涼しさの背景にあるもの ―令和7年度2学期始業式―
2025.09.12

夏のカリタスホーム

 


令和7年9月1日(月)、2学期の始業式を行いました。カリタスホームで2学期の始業式を行なえるのは、何年かぶりです。ここのところ熱中症対策のため、オンラインで各教室に配信する形で行っていたからです。今年はカリタスホームにも空調設備が整ったため、全校が一堂に会して2学期のスタートを切れました。以下、始業式で生徒の皆さんに伝えたメッセージを掲載します。

 

「涼しい」は夏の季語

おはようございます。2学期が始まりました。健康に気をつけながら、高校生活、頑張っていきましょう。

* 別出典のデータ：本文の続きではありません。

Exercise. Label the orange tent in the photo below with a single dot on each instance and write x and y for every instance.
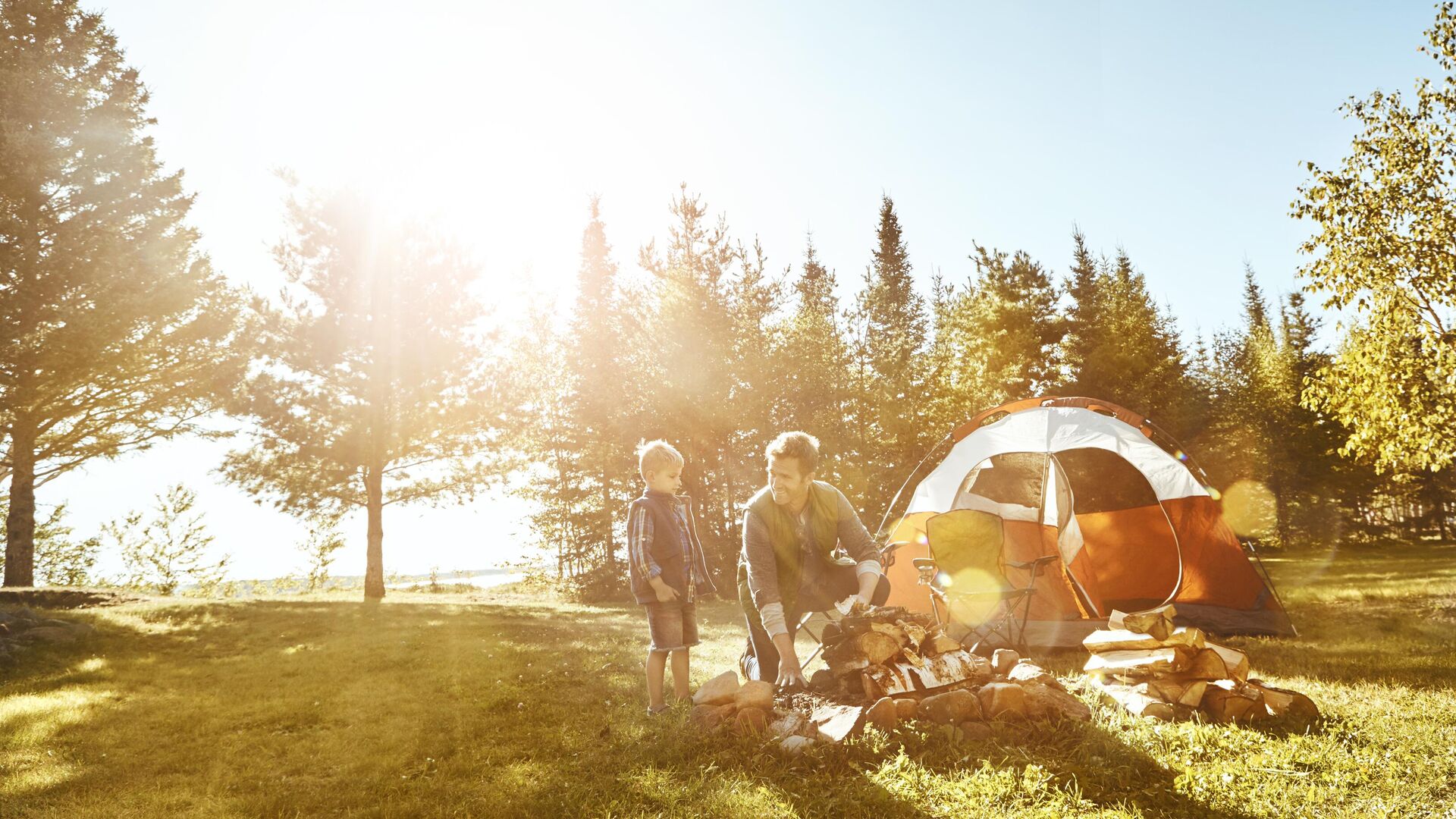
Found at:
(1130, 523)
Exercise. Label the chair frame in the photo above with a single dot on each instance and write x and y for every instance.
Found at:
(1005, 626)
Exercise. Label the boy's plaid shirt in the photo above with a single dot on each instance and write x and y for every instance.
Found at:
(641, 534)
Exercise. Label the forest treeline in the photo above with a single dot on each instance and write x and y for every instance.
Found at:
(376, 375)
(717, 352)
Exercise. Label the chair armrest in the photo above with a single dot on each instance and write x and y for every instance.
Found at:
(887, 553)
(1034, 564)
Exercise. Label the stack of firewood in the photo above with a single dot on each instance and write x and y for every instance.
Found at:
(881, 651)
(1156, 670)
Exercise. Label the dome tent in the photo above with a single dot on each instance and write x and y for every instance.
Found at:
(1128, 521)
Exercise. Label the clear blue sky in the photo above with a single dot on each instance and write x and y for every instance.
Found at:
(1175, 131)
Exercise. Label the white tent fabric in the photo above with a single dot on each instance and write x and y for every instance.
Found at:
(1049, 428)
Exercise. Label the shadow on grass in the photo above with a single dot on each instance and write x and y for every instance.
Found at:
(421, 708)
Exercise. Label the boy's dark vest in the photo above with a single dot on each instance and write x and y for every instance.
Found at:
(667, 544)
(788, 550)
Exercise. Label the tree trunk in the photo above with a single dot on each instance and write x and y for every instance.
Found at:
(375, 557)
(607, 547)
(19, 525)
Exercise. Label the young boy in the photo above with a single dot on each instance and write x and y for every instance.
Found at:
(666, 566)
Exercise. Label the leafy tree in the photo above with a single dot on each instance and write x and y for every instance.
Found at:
(319, 548)
(692, 333)
(114, 331)
(169, 548)
(60, 560)
(373, 390)
(1382, 249)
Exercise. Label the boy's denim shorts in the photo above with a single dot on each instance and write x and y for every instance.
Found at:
(672, 626)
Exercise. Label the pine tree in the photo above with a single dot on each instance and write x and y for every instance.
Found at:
(375, 390)
(692, 331)
(814, 378)
(114, 331)
(596, 403)
(1123, 347)
(893, 318)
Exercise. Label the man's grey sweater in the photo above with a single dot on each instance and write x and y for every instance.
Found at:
(764, 573)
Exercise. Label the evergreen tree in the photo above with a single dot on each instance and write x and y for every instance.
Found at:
(1122, 347)
(114, 331)
(814, 378)
(601, 458)
(692, 331)
(373, 388)
(894, 335)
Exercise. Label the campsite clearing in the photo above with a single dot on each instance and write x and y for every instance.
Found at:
(492, 704)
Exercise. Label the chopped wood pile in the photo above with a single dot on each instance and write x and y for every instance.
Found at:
(887, 667)
(1161, 670)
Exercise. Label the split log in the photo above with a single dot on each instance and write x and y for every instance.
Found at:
(1206, 665)
(1139, 664)
(1232, 701)
(1235, 661)
(845, 659)
(938, 645)
(1282, 703)
(1136, 703)
(913, 630)
(1174, 691)
(935, 672)
(835, 722)
(1126, 640)
(892, 632)
(1159, 623)
(877, 646)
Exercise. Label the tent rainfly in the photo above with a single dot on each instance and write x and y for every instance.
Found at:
(1128, 521)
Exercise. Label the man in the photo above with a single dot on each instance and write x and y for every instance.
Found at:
(786, 564)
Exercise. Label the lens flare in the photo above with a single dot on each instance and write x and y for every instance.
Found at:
(1250, 509)
(965, 591)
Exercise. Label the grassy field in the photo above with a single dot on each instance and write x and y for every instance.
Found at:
(492, 704)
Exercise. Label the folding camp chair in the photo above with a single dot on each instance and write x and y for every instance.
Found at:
(967, 580)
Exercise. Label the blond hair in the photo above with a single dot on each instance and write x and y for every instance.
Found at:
(655, 455)
(795, 445)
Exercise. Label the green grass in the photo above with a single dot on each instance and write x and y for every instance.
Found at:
(492, 704)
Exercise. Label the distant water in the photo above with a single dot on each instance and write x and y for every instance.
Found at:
(482, 579)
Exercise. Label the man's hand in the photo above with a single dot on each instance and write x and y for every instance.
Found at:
(664, 592)
(789, 673)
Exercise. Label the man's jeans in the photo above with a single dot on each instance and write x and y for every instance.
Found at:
(761, 659)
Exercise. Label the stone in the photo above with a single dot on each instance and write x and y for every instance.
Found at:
(791, 723)
(1003, 661)
(755, 694)
(50, 634)
(1055, 704)
(906, 708)
(797, 744)
(718, 691)
(1002, 700)
(750, 722)
(949, 707)
(824, 681)
(883, 714)
(973, 730)
(1030, 672)
(710, 717)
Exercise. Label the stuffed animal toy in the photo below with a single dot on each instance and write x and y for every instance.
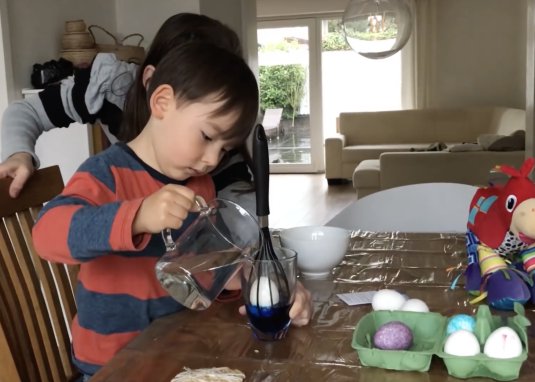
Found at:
(501, 240)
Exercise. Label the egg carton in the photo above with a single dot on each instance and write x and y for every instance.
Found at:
(429, 334)
(481, 365)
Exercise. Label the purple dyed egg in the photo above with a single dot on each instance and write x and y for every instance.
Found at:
(394, 335)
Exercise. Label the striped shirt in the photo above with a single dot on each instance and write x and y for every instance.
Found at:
(90, 224)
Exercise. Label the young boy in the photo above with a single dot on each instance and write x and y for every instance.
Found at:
(203, 102)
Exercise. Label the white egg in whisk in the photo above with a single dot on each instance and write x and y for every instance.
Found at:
(264, 292)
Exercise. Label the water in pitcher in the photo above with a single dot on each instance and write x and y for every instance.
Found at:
(196, 280)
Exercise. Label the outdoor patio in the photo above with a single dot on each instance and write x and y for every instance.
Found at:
(293, 144)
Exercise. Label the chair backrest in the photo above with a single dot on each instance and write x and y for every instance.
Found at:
(425, 207)
(36, 296)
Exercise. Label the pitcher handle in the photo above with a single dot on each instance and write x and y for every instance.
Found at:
(166, 233)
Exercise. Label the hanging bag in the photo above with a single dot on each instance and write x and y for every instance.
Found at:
(129, 53)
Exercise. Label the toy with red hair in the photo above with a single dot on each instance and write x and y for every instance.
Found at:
(501, 240)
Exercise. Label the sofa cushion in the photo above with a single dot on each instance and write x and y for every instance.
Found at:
(367, 174)
(358, 153)
(497, 142)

さて、ここカリタスホームにも空調設備が整いました。とても涼しく、ありがたいですね。「涼しい」は夏の季語です。本当は気候的に涼しいのは秋ですが、人々が最も「涼しさ」を求め、しみじみと感じるのは夏だということで、夏の季語になっています。涼しいのが当たり前の秋ではなく、暑いさなか、木陰に入ったとき、すっと風が横切った時、「涼しい!」と喜びを覚えます。皆さんもカリタスに入ったとき、たぶんそんな心地よさを感じたでしょう。普通の高校生なら、そこまででいいかもしれません。

 

「涼しさ」をもたらすもの

しかし皆さん、カトリック学校の生徒として、その涼しさという目の前の現象の背景にあるもの、その涼しさをもたらす、目に見えないもの、コンテキストにも眼を向けてほしいと思います。

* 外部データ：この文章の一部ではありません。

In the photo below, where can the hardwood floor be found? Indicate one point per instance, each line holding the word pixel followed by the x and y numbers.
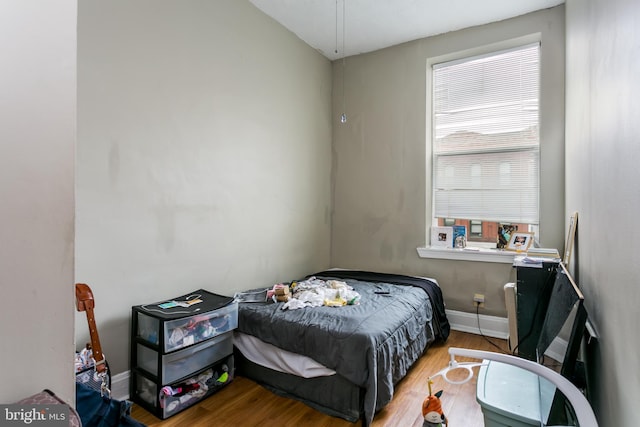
pixel 245 403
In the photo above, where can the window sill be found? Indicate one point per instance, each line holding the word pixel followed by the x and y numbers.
pixel 468 254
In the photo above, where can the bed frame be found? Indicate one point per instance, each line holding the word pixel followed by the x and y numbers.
pixel 336 395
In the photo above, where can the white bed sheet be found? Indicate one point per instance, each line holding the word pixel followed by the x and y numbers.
pixel 272 357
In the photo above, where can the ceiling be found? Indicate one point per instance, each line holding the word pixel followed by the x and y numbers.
pixel 375 24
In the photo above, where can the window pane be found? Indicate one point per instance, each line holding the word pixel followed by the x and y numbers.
pixel 485 137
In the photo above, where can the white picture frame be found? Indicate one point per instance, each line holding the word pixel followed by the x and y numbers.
pixel 520 241
pixel 442 237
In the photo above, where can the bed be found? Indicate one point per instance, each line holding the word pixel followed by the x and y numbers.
pixel 364 349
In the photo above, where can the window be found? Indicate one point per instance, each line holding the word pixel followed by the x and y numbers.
pixel 485 139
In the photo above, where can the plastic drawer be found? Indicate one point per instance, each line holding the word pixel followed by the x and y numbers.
pixel 208 320
pixel 162 404
pixel 182 363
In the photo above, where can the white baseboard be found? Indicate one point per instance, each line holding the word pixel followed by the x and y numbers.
pixel 491 326
pixel 120 386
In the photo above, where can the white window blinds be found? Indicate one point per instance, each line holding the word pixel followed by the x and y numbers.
pixel 485 137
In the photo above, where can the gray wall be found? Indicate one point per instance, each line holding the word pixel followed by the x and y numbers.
pixel 381 160
pixel 204 155
pixel 603 130
pixel 37 143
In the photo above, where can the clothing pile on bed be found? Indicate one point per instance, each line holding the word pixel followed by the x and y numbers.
pixel 314 292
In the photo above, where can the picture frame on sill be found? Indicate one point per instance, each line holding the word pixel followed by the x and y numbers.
pixel 520 241
pixel 504 234
pixel 442 237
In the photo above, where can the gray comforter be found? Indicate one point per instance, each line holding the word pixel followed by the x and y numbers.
pixel 372 344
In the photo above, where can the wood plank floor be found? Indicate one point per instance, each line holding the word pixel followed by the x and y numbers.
pixel 245 403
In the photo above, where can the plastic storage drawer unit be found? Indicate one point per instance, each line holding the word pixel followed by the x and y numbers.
pixel 179 364
pixel 181 350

例えば、一学期から工事が始まり、お仕事とは言え、炎天下の中、大勢の業者の方が作業してくれました。皆さんも一度はお姿をお見かけしたでしょう。また今も、どこかで電気を供給するために働いている人たちがいます。さらに砂漠の油田で働いている人、燃料を輸送する人などの存在があってはじめてもたらされる涼しさです。また背景にはエネルギー問題もあります。原発の問題、限られた資源は、争いや戦争の一因ともなります。

 

関心を持つこと、思いやること

こうしたことに無関心であることはできます。でも、自分との関係はあります。無関心だけど、無関係ではない。マザーテレサの有名な言葉に「愛の反対は憎しみではありません。愛の反対は無関心です。」という言葉があります。関心を寄せることが一つの愛のかたちであると言っています。

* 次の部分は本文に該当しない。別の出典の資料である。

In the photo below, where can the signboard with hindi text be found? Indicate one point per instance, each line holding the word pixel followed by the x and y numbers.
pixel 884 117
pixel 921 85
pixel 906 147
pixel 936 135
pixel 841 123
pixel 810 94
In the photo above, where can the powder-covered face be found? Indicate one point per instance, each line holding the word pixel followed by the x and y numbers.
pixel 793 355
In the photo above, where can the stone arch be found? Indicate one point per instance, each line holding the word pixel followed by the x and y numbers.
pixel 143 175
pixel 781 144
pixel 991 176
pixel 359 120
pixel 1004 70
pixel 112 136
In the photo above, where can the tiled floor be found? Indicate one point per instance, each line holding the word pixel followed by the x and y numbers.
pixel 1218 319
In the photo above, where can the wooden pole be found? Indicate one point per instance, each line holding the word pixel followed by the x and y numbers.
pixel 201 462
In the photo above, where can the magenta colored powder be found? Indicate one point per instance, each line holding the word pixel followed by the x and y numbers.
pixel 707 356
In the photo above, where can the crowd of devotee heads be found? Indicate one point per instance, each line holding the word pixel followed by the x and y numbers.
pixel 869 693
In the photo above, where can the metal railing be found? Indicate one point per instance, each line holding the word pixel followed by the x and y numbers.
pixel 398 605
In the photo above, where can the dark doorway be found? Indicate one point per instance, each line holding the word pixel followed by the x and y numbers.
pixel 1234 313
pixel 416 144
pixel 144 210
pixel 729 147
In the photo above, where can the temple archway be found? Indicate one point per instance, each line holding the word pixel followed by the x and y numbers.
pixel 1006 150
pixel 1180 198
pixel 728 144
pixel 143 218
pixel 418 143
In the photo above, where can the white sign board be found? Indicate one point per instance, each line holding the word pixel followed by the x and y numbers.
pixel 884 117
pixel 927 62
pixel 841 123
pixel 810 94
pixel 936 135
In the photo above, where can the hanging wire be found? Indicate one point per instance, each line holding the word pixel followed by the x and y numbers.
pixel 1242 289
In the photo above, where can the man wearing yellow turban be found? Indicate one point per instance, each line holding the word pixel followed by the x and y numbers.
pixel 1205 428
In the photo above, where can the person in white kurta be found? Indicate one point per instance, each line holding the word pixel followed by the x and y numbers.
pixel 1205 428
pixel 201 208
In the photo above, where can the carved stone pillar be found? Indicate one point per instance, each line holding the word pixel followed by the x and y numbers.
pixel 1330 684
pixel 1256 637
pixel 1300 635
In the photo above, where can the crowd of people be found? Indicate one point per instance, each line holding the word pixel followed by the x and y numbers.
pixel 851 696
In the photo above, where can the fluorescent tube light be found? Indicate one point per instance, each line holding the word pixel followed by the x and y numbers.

日本語に「思いやり」という言葉があります。「思いやる」という動詞から来ています。「思いやる」の本来の意味、古語辞典にはこう書いてあります。「空間的に離れた場所に自分の思い(気持ち)を移動させること。」「やる」は最重要古語で、反対語は「よこす(おこす)」です。「こっちによこせ」は自分のほうにものを移動させること、「お前にこれやる」は自分から向こうに移動させること。つまり「思いやる」とは、自分とは違う場所に思いを馳せること、関心を持つことです。

 

思いやる感性が人生を豊かにする

学園祭の探究企画で各クラス、社会に眼を向け、様々なことに関心を持って、活動をしてくれました。これは本当に重要だと思いますし、日々の学びも物事の眼に見えない背景(コンテキスト)を見る力や感性を養うためのものです。

そして様々なことに関心を持ち、思いを巡らすことが人生を豊かにすると私は信じています。先週、私は豊田市で行なわれている「古代エジプト展」に行ってきました。紀元前のエジプトの人々の生活が垣間見える展示でした。平日にも関わらず混んでいて、ちびっ子、若者、お年寄り、老若男女が空間的にも時間的にも離れた場所に思いを馳せていました。

皆さんもできるだけ多くのことを「思いやって」ください。デカルトという哲学者も言っています。「我思う故に我あり」そんなことも念頭に置きながら、2学期を始めていきましょう。